Un homme se tient au milieu d'une rue dans une ville. Des explosions ont lieu derrière lui dans des bâtiments de plusieurs étages.

Ryan Reynolds incarne Guy, un personnage de jeu vidéo, dans « L'homme libre ».

Photo : 20th Century Studios

Agence France-Presse

Que se passe-t-il quand le figurant d'un jeu vidéo ne veut plus rester dans l'ombre et qu'il défie les personnes qui ont créé son univers fictif? La comédie d'action L'homme libre (Free Guy), qui sort en salle cette semaine dans le monde entier, explore avec légèreté la frontière entre virtuel et réel, en jouant avec les codes chers aux adeptes de jeux vidéo.

Le thème rappelle forcément Le show Truman (The Truman Show, 1998), où Jim Carrey incarnait avec talent un agent d'assurance quelconque, vedette malgré lui d'une émission de téléréalité cynique dont il ignorait tout.

Deux décennies plus tard, les géants de l'Internet rêvent de mondes parallèles mêlant le virtuel et le réel. Dans L'homme libre, l'antihéros, nommé Guy et interprété par Ryan Reynolds, est l'un de ces nombreux personnages non-joueurs secondaires (non-player character ou NPC) avec lesquels on peut parfois interagir dans des jeux vidéo, comme Grand Theft Auto.
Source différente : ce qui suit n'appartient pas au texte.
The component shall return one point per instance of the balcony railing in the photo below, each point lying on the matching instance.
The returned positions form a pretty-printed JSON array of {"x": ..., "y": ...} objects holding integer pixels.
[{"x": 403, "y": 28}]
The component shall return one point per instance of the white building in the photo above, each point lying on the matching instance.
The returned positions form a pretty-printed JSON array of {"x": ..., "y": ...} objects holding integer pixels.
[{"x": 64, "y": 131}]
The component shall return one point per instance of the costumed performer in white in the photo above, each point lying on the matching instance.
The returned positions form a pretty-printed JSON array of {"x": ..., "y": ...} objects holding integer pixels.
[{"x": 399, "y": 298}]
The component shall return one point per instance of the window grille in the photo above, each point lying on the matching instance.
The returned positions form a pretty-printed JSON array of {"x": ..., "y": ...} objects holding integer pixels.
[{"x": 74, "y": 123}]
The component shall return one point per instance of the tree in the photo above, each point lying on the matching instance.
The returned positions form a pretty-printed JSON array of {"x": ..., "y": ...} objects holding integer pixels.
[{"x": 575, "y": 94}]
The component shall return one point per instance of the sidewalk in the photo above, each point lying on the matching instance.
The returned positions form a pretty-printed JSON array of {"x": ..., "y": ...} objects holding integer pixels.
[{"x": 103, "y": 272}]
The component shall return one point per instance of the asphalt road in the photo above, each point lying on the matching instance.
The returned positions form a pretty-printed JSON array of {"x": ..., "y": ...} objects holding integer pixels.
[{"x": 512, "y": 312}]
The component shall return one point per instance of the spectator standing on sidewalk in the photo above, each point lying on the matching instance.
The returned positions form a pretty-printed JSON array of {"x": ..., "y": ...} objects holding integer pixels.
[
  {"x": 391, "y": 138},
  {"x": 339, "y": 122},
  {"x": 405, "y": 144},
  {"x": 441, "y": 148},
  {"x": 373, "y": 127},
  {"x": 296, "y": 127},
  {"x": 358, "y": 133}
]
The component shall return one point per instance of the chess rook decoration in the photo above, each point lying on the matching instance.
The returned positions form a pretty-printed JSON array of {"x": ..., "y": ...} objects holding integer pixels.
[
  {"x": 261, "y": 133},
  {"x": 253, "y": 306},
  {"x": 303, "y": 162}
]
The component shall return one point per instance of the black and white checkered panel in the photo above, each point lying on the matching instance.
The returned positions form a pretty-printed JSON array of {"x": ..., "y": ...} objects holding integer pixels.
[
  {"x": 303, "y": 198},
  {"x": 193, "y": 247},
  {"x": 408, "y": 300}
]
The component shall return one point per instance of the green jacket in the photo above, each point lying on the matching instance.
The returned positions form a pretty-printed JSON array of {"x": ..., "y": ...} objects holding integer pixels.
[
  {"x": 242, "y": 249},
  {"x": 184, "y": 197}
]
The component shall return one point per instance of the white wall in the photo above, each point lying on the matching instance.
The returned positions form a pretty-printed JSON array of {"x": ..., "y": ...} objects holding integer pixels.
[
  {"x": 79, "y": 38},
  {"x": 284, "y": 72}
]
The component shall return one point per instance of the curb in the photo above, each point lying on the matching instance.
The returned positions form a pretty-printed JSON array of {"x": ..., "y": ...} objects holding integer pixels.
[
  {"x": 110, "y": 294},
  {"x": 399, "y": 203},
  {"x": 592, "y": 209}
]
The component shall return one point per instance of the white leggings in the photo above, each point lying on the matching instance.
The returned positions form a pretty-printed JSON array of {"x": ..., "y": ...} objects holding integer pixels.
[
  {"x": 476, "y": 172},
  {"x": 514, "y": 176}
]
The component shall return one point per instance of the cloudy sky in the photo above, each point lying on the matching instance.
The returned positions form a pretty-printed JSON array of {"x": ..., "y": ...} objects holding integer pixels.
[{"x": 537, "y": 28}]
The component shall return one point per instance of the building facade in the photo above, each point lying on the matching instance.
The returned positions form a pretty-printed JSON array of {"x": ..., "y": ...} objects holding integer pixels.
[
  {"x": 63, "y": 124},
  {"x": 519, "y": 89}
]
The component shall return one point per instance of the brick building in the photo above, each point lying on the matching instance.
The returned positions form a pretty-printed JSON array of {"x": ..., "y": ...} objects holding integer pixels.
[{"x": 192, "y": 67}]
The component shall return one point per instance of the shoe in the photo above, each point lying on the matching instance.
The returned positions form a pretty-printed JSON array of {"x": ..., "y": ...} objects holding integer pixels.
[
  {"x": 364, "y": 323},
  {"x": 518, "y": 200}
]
Tous les matins, Guy se lève, salue son poisson rouge, se brûle la bouche avec un café trop chaud, insensible aux explosions et aux combats qui se déroulent autour de lui. Toutefois, lorsqu'il finit par prendre en main son destin, la mécanique du jeu vidéo déraille.

Des personnages familiers de jeux comme Fortnite

Le réalisateur, Shawn Levy, a comparé son film à un antidote à une grande partie de ce que nous avons vécu avec la pandémie. Le film parle d'espoir et de la préservation d'une certaine innocence au milieu d'un monde très cynique, a-t-il ajouté lors d'une présentation cette semaine à New York.

Le cinéaste est à l'origine de la trilogie La nuit au musée, où squelettes et animaux empaillés s'animent la nuit. Cette fois, Shawn Levy joue avec une galerie de personnages familiers de jeux comme Fortnite, ce qui devrait enchanter les adeptes de jeux vidéo.

Sur fond d'histoire d'amour, l'intrigue se déroule aussi de l'autre côté de l'écran, dans les bureaux de l'éditeur du jeu vidéo, où, malgré une ambiance branchée et détendue, tous les coups sont permis.

Outre Ryan Reynolds, la distribution compte notamment Joe Kerry, révélé par la série Stranger Things, Jodie Comer, devenue célèbre pour son rôle de tueuse professionnelle dans Killing Eve, et Taika Waititi en patron exalté et avide de profits.

Produit par 20th Century Studios, propriété de Disney qui distribue le film, L'homme libre fait l'objet d'une grosse promotion aux États-Unis et Shawn Levy n'a pas caché qu'une suite était déjà envisagée.